Malgré leur style qui les amène parfois à rudoyer leurs partenaires de gauche, les Insoumis multiplient donc les mains tendues vers les communistes et les Ecologistes, les deux partis avec lesquels ils se rejoignent le plus sur le fond.

"LFI et EELV ça c'est l'alliance du futur, je pense, s'ils acceptent un jour de réfléchir autrement qu'avec Mme Tondelier", a ainsi lancé dans la semaine Jean-Luc Mélenchon.

Pendant la campagne des municipales, il avait fait une "offre fédérative" au patron des députés communistes, Stéphane Peu.

- "La comédie est terminée" -

Le but? Obtenir un soutien à sa candidature à la présidentielle en échange d'accords aux législatives, alors que la possibilité d'une alliance globale de gauche type Nouveau Front populaire (NFP) ou Nupes avec le PS semble au point mort - comme l'a confirmé le patron des socialistes Olivier Faure.

"Il n'y aura pas d'accord aux législatives s'il n'y a pas d'accord à l'élection présidentielle. La comédie est terminée", a ainsi prévenu le fondateur de LFI.

Dans les appareils de gauche, ces offres sont mal reçues, tant la personne de Jean-Luc Mélenchon est devenue un repoussoir pendant les municipales pour une grande partie de l'électorat.

"La drague des Insoumis, c'est de la drague à coups de tartes dans la gueule", assène un dirigeant écologiste.

Côté PCF, Fabien Roussel ayant facilement gardé son fauteuil de maire à Saint-Amand-les-Eaux (Nord), "il va être réélu à la tête du parti lors du congrès en juillet puis il sera candidat à la présidentielle", évacue un cadre communiste.

"L'offre fédérative est tournée vers le peuple.

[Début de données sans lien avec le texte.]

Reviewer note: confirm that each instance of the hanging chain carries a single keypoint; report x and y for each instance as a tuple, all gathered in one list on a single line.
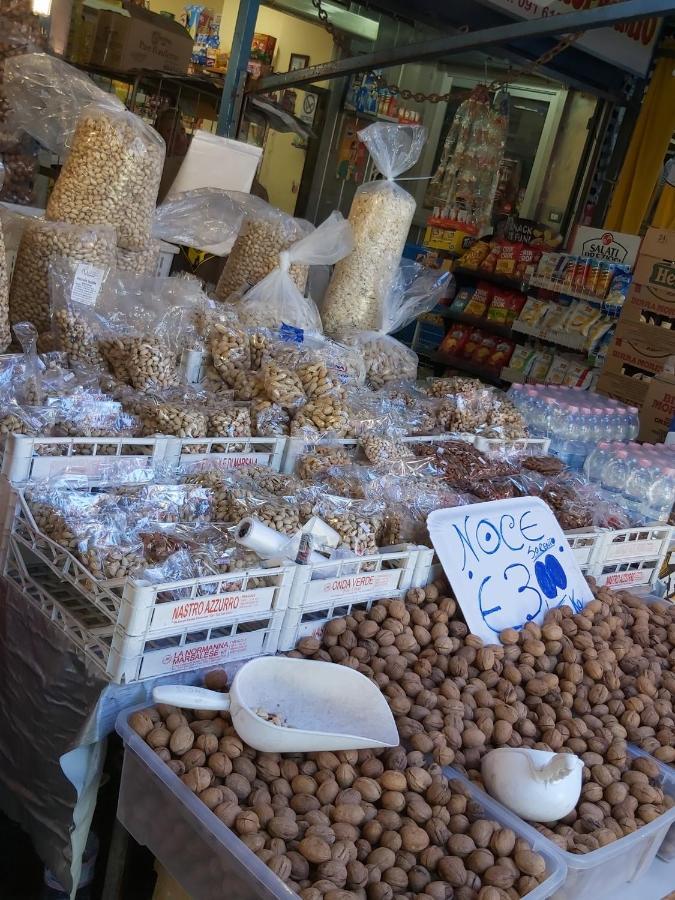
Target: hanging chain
[(339, 37), (419, 96)]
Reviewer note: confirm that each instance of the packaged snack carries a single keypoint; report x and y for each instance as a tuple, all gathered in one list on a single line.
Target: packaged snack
[(472, 343), (528, 257), (522, 358), (556, 317), (556, 373), (547, 265), (475, 255), (533, 311), (581, 317), (516, 303), (461, 300), (577, 375), (499, 308), (604, 279), (454, 341), (591, 277), (501, 353), (485, 349), (490, 262), (479, 301), (508, 259), (541, 365), (598, 330)]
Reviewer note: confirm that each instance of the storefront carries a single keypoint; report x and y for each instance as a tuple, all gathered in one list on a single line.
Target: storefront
[(337, 379)]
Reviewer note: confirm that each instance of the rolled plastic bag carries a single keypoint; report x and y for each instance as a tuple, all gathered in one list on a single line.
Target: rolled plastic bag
[(380, 216), (41, 243), (265, 233), (206, 218), (415, 289), (47, 96), (111, 175), (277, 300)]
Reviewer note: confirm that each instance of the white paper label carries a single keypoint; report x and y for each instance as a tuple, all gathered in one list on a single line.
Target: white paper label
[(221, 606), (364, 584), (87, 284), (206, 653), (508, 562)]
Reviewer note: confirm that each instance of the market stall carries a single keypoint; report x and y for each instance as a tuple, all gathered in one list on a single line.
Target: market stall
[(200, 475)]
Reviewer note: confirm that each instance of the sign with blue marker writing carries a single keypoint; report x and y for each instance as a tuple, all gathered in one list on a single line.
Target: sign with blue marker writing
[(508, 562)]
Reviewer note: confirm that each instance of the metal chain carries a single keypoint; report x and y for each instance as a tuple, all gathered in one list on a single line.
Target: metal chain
[(419, 96)]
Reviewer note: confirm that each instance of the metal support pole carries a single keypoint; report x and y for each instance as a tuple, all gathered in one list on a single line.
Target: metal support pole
[(570, 23), (236, 68)]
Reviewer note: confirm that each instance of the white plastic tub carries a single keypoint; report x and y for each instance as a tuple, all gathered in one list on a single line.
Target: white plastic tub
[(599, 875), (205, 856)]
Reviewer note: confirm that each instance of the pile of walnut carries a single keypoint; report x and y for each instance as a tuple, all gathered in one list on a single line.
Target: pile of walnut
[(586, 683), (348, 825)]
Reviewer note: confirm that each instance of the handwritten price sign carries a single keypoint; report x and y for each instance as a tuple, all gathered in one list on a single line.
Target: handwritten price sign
[(508, 562)]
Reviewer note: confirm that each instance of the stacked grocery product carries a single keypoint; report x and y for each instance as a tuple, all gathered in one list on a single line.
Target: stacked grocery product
[(638, 364)]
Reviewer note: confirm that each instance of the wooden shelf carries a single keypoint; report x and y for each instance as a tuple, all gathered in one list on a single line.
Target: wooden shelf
[(477, 322), (464, 365), (510, 284)]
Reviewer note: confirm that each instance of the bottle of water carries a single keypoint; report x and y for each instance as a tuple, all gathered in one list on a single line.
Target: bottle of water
[(614, 475), (660, 497), (596, 461), (640, 478)]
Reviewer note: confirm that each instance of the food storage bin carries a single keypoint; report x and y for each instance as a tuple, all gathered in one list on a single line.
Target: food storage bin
[(206, 857), (600, 874)]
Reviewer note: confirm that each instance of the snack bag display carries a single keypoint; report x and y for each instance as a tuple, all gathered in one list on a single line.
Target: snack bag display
[(479, 301), (473, 258), (473, 342), (455, 340), (522, 358), (462, 299), (484, 350), (501, 353), (508, 259)]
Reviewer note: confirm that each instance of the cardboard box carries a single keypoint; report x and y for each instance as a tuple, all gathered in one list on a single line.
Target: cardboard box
[(649, 306), (655, 266), (658, 408), (135, 38), (446, 239), (639, 349)]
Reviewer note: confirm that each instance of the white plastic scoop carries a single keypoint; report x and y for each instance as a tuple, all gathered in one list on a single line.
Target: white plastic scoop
[(322, 706)]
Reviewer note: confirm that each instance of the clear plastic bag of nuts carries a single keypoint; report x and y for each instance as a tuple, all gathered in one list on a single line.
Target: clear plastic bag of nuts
[(74, 289), (381, 214), (111, 175), (41, 244), (265, 233), (5, 336), (414, 290), (276, 300)]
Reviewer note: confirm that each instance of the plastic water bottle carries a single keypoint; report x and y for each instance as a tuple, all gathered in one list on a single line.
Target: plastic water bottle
[(614, 475), (578, 444), (641, 476), (660, 498), (596, 461)]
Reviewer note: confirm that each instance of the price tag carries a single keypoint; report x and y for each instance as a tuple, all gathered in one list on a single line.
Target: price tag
[(508, 562), (87, 284)]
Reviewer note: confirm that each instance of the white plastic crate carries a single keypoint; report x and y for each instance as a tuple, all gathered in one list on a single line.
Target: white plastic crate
[(227, 452), (144, 610), (125, 658), (30, 459), (529, 446), (295, 447), (632, 556), (388, 573)]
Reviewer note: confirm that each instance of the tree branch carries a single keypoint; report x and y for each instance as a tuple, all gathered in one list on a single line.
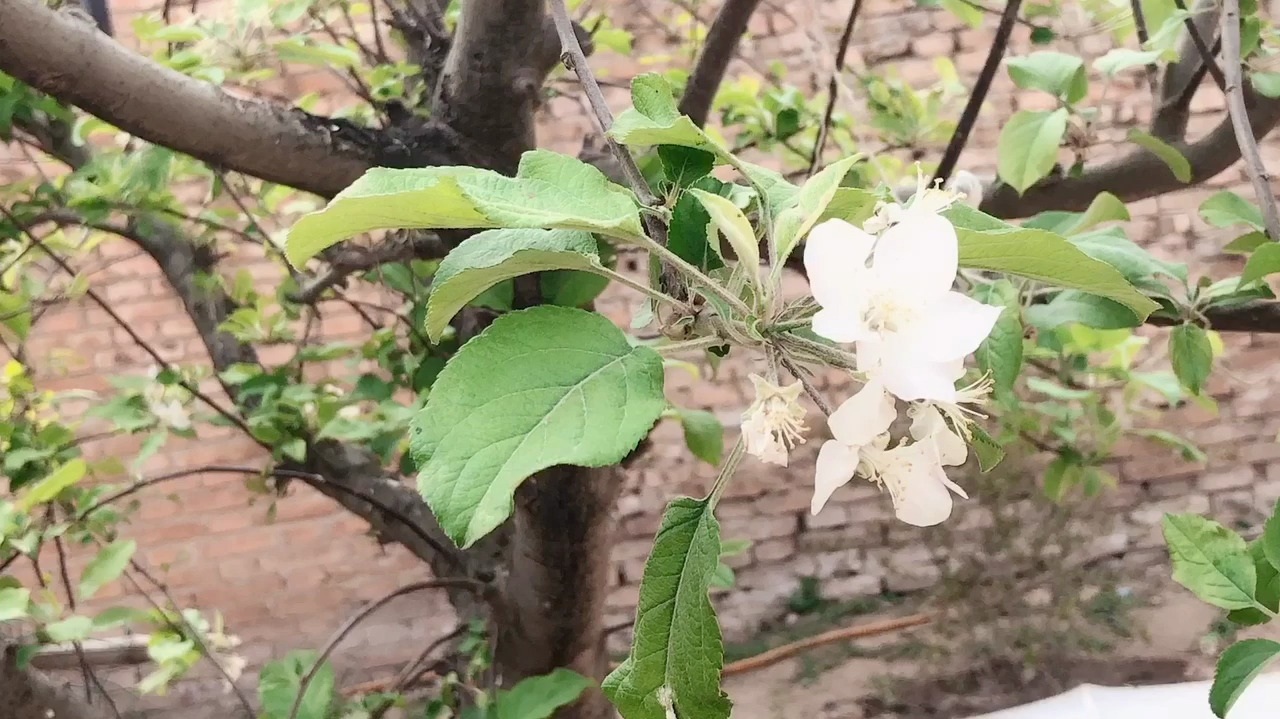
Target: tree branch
[(1136, 175), (1235, 108), (55, 53), (960, 137), (718, 49), (833, 87)]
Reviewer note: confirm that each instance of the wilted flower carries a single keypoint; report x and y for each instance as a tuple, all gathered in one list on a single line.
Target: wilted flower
[(775, 422)]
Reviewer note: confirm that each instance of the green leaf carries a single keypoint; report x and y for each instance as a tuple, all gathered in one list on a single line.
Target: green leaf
[(1211, 560), (1119, 59), (571, 288), (1166, 152), (1266, 83), (1225, 209), (1247, 243), (704, 435), (1271, 537), (69, 630), (1264, 261), (810, 202), (682, 166), (987, 243), (580, 395), (549, 191), (279, 682), (1089, 310), (1238, 665), (1001, 353), (538, 697), (676, 655), (485, 259), (1027, 149), (988, 450), (1267, 592), (736, 229), (1057, 73), (106, 566), (14, 603), (53, 485), (1191, 355)]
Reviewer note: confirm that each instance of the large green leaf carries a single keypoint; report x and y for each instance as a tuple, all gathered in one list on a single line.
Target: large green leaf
[(538, 388), (536, 697), (1057, 73), (676, 655), (106, 566), (485, 259), (1168, 154), (549, 191), (1001, 353), (988, 243), (279, 682), (1027, 147), (810, 202), (1264, 261), (1239, 664), (1191, 355), (53, 485), (1211, 560)]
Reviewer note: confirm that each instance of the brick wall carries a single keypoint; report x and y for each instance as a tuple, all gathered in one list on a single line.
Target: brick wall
[(287, 584)]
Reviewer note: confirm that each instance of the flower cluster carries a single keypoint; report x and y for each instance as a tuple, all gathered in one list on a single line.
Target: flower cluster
[(886, 289), (890, 296)]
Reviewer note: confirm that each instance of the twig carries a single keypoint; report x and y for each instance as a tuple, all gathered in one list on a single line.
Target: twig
[(807, 384), (309, 477), (191, 630), (833, 88), (575, 59), (351, 623), (1253, 164), (787, 650), (718, 46), (1202, 47), (960, 137)]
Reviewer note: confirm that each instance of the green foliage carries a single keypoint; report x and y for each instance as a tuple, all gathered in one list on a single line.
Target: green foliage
[(485, 259), (584, 395), (1027, 149), (676, 654), (549, 191), (280, 679)]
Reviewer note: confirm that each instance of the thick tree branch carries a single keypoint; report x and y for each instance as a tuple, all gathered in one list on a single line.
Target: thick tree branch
[(1235, 106), (960, 137), (718, 49), (58, 54), (833, 87), (1136, 175)]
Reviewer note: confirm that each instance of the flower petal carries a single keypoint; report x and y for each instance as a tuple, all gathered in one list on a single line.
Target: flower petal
[(835, 259), (918, 485), (951, 328), (864, 416), (920, 252), (836, 466), (912, 380)]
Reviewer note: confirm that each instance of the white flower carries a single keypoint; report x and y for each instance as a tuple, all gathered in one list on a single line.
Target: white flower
[(860, 422), (170, 413), (912, 471), (910, 328), (775, 422)]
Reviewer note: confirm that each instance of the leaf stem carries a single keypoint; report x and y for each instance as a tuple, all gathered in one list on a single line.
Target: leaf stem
[(643, 288), (699, 343), (727, 468)]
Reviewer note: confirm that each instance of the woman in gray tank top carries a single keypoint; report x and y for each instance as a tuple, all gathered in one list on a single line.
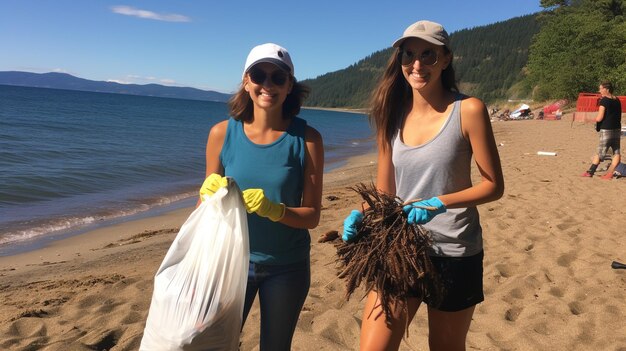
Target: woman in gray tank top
[(427, 134)]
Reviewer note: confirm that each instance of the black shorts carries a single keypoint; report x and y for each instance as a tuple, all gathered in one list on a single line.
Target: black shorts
[(462, 280)]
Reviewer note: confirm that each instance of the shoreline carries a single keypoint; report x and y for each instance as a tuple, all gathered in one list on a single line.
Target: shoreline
[(362, 111), (547, 276), (122, 230)]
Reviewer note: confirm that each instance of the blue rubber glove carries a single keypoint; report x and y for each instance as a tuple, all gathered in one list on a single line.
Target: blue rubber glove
[(419, 215), (350, 225)]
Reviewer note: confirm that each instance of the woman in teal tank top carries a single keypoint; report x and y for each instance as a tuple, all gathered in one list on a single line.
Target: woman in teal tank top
[(427, 136), (278, 161)]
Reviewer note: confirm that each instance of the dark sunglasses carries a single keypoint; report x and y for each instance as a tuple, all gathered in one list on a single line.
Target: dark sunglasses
[(258, 76), (428, 57)]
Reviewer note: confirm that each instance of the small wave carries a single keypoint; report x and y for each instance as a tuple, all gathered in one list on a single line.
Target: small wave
[(33, 230)]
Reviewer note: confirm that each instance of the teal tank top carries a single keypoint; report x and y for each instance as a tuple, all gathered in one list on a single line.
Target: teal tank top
[(278, 169)]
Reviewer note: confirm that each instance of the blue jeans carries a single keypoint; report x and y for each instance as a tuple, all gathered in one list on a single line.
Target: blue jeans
[(282, 290)]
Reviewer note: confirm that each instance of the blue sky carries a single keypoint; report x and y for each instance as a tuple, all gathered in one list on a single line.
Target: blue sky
[(204, 44)]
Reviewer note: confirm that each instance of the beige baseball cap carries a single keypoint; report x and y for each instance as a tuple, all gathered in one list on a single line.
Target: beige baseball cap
[(272, 53), (430, 31)]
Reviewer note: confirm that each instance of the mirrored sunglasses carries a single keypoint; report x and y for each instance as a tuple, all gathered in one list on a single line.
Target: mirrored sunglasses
[(427, 57), (258, 76)]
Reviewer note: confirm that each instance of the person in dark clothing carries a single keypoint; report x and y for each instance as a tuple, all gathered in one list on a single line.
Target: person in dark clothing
[(609, 125)]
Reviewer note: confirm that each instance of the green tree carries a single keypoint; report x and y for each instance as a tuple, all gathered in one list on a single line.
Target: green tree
[(580, 43)]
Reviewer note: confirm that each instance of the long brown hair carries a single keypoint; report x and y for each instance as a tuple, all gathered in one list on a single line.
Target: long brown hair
[(391, 100), (241, 107)]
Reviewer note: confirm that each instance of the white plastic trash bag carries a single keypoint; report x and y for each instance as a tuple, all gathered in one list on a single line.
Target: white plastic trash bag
[(199, 289)]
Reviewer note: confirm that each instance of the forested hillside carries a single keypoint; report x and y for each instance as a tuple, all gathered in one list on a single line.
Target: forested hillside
[(488, 61), (581, 43), (566, 49)]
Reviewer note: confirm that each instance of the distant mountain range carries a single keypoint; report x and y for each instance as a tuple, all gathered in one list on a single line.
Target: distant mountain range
[(66, 81)]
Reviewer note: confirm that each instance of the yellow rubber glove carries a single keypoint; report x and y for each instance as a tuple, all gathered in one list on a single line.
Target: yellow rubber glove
[(257, 202), (212, 184)]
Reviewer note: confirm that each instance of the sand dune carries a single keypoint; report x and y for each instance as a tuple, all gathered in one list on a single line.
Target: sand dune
[(549, 244)]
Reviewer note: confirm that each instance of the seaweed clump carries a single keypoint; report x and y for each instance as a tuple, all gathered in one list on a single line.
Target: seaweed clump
[(388, 255)]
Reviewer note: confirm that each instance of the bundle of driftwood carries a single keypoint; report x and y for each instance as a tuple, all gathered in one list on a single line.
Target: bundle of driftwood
[(388, 255)]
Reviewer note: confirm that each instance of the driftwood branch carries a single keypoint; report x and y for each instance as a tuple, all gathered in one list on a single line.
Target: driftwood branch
[(388, 255)]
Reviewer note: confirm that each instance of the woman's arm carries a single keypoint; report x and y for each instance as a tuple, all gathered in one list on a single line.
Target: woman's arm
[(385, 174), (213, 150), (477, 129), (308, 215)]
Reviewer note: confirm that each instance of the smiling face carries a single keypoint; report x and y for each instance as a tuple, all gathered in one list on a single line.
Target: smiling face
[(267, 85), (422, 63)]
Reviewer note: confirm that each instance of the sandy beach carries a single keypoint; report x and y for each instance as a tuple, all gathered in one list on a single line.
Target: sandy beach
[(549, 244)]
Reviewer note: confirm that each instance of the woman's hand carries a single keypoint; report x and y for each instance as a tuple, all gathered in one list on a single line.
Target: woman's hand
[(256, 202)]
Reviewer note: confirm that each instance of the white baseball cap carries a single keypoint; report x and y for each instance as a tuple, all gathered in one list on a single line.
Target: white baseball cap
[(271, 53), (430, 31)]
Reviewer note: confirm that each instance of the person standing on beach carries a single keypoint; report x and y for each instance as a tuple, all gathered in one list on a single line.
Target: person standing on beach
[(427, 133), (609, 124), (279, 160)]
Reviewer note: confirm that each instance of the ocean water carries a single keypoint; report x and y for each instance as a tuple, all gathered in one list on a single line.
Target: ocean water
[(71, 161)]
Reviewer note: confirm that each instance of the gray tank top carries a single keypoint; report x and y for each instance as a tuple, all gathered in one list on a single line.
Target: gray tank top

Des élus, des groupes locaux, des personnalités peuvent nous rejoindre", nuance le député LFI de Seine-Saint-Denis Eric Coquerel, qui rappelle que les deux villes insoumises conquises aux municipales dans son département, La Courneuve et Saint-Denis, l'ont été avec le soutien des communistes, à la faveur d'un accord départemental entre les deux formations.

"Le PC dans sa réalité électorale, là où il est fort, n'est pas sur la ligne Roussel", ajoute M. Coquerel.

- Barrage "anti-LFI" -

Avoir un gros socle au premier tour serait un moyen pour LFI, outre une mobilisation des abstentionnistes, de tenter de contrer un phénomène électoral perçu aux municipales: plutôt qu'une déperdition des voix de gauches, les alliances d'entre-deux-tours avec les Insoumis ont surtout conduit à un report des voix d'extrême droite vers la droite pour que cette dernière l'emporte.

Un phénomène que les bons résultats des Insoumis dans les banlieues populaires et quelques grandes villes ne suffit pas à contrer.

"C'est le barrage anti-LFI qui se fait. On n'a pas de recette miracle pour l'instant", grince le cadre insoumis déjà mentionné.

Un barrage notamment motivé par les polémiques créées par Jean-Luc Mélenchon pendant la campagne, notamment quand il avait ironisé sur la prononciation des patronymes juifs "Glucksmann" et "Epstein", renforçant les accusations d'antisémitisme - qu'il dément fermement - à son encontre.

Dernière polémique en date: juste avant le second tour, avec sa page Facebook , il avait commenté une publication du député socialiste Jérôme Guedj, dont la permanence avait été vandalisée, en l'accusant d'appartenir à une "secte" et de se livrer à des "pleurnicheries politiciennes".

"Il faut qu'on lui coupe son compte Facebook", sourit un député insoumis, qui ajoute à propos du septuagénaire: "Il a le défaut des gens de sa génération, il écrit des commentaires bizarres sur Facebook..."

"Il se régulera pendant la campagne", croit-il savoir.